Fresh in memory: Training-order recency is linearly encoded in language model activations
This reveals how models manage conflicting data and knowledge modifications, with implications for AI interpretability and robustness, though it is incremental as it builds on existing fine-tuning and probing techniques.
The paper tackled the problem of whether language models encode the temporal order of learned information during training, finding that activations linearly encode training recency with centroids arranged in order on a straight line and achieving ~90% accuracy in distinguishing early vs. late entities.

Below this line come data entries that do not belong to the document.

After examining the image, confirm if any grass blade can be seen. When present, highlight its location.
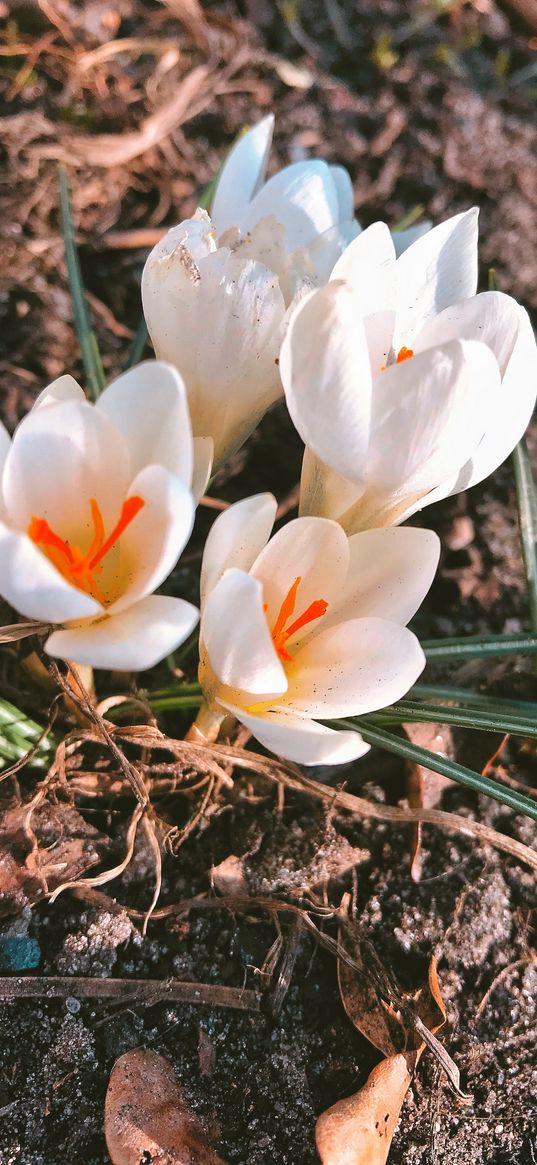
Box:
[513,437,537,630]
[340,716,537,821]
[422,631,537,663]
[370,700,537,740]
[125,316,149,372]
[58,165,106,401]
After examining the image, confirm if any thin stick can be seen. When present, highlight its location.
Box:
[0,975,260,1011]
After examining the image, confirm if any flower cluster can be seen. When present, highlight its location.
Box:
[0,118,537,764]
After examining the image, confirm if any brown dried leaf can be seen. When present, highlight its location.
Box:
[0,798,109,918]
[316,1053,412,1165]
[105,1047,225,1165]
[403,723,454,882]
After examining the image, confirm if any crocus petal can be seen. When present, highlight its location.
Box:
[97,360,192,488]
[298,449,363,521]
[416,291,537,497]
[191,437,210,502]
[202,570,287,699]
[367,340,500,499]
[394,207,479,352]
[200,494,277,607]
[241,161,339,250]
[142,247,285,468]
[323,527,440,631]
[280,279,372,482]
[331,223,396,363]
[45,594,199,671]
[2,400,128,541]
[101,465,195,614]
[252,517,348,643]
[31,373,86,411]
[211,113,274,233]
[283,619,425,720]
[0,421,12,485]
[0,523,103,623]
[391,219,432,259]
[218,704,369,764]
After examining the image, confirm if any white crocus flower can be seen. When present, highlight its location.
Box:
[142,118,358,482]
[191,494,439,764]
[280,211,537,532]
[0,362,198,671]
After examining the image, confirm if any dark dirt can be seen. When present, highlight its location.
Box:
[0,0,537,1165]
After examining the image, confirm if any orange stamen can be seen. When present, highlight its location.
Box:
[267,576,328,663]
[28,495,146,603]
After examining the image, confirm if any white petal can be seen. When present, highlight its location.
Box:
[142,248,285,468]
[289,219,360,290]
[0,523,103,623]
[299,449,363,522]
[200,494,277,607]
[33,373,86,410]
[250,517,348,644]
[202,570,287,699]
[0,421,12,479]
[391,219,432,259]
[331,223,397,363]
[191,437,214,502]
[211,113,274,233]
[45,594,199,671]
[217,704,370,764]
[280,281,372,483]
[2,401,128,541]
[241,161,339,250]
[283,619,425,720]
[97,360,192,488]
[394,207,479,352]
[367,340,500,499]
[330,165,354,223]
[103,465,195,614]
[323,527,440,631]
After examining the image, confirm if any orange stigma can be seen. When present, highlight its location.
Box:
[395,344,414,363]
[267,576,328,663]
[28,495,146,605]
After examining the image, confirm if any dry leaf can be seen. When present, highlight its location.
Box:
[0,797,109,918]
[105,1047,225,1165]
[316,918,451,1165]
[316,1053,414,1165]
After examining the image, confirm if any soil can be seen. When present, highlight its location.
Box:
[0,0,537,1165]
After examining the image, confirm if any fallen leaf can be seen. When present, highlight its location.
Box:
[105,1047,225,1165]
[316,913,458,1165]
[316,1054,412,1165]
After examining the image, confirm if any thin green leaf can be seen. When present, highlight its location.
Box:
[331,716,537,821]
[422,631,537,663]
[370,700,537,740]
[408,684,537,719]
[513,437,537,631]
[58,165,106,401]
[125,316,149,372]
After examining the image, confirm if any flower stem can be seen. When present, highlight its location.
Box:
[185,704,226,744]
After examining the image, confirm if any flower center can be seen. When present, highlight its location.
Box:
[381,344,414,372]
[28,495,146,606]
[264,576,328,663]
[395,344,414,363]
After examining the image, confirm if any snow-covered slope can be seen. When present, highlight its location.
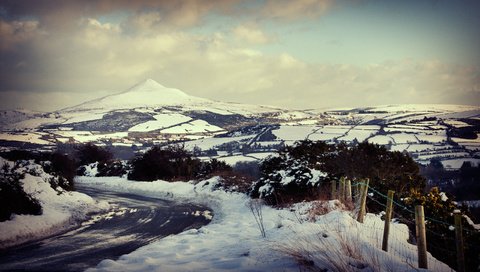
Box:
[62,79,208,112]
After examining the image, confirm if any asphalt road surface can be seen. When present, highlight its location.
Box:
[0,186,210,271]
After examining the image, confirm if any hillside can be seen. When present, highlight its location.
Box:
[0,79,480,169]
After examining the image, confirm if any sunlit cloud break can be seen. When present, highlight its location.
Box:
[0,0,480,110]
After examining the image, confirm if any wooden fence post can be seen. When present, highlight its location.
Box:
[382,190,395,251]
[345,179,352,202]
[453,210,465,272]
[357,179,369,223]
[338,177,345,202]
[330,180,337,200]
[415,205,428,269]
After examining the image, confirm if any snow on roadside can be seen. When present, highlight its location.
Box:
[0,158,109,249]
[77,177,451,271]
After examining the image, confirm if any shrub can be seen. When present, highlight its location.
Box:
[2,150,76,191]
[196,159,232,178]
[97,160,128,177]
[251,155,326,205]
[0,164,42,221]
[76,143,113,165]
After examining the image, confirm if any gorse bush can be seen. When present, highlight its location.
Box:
[251,140,425,204]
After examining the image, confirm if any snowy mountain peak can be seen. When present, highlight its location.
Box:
[60,79,207,111]
[125,78,188,97]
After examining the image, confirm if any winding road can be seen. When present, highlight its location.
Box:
[0,186,211,271]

We show that language models' activations linearly encode when information was learned during training. Our setup involves creating a model with a known training order by sequentially fine-tuning Llama-3.2-1B on six disjoint but otherwise similar datasets about named entities. We find that the average activations of test samples corresponding to the six training datasets encode the training order: when projected into a 2D subspace, these centroids are arranged exactly in the order of training and lie on a straight line. Further, we show that linear probes can accurately (~90%) distinguish "early" vs. "late" entities, generalizing to entities unseen during the probes' own training. The model can also be fine-tuned to explicitly report an unseen entity's training stage (~80% accuracy). Interestingly, the training-order encoding does not seem attributable to simple differences in activation magnitudes, losses, or model confidence. Our paper demonstrates that models are capable of differentiating information by its acquisition time, and carries significant implications for how they might manage conflicting data and respond to knowledge modifications.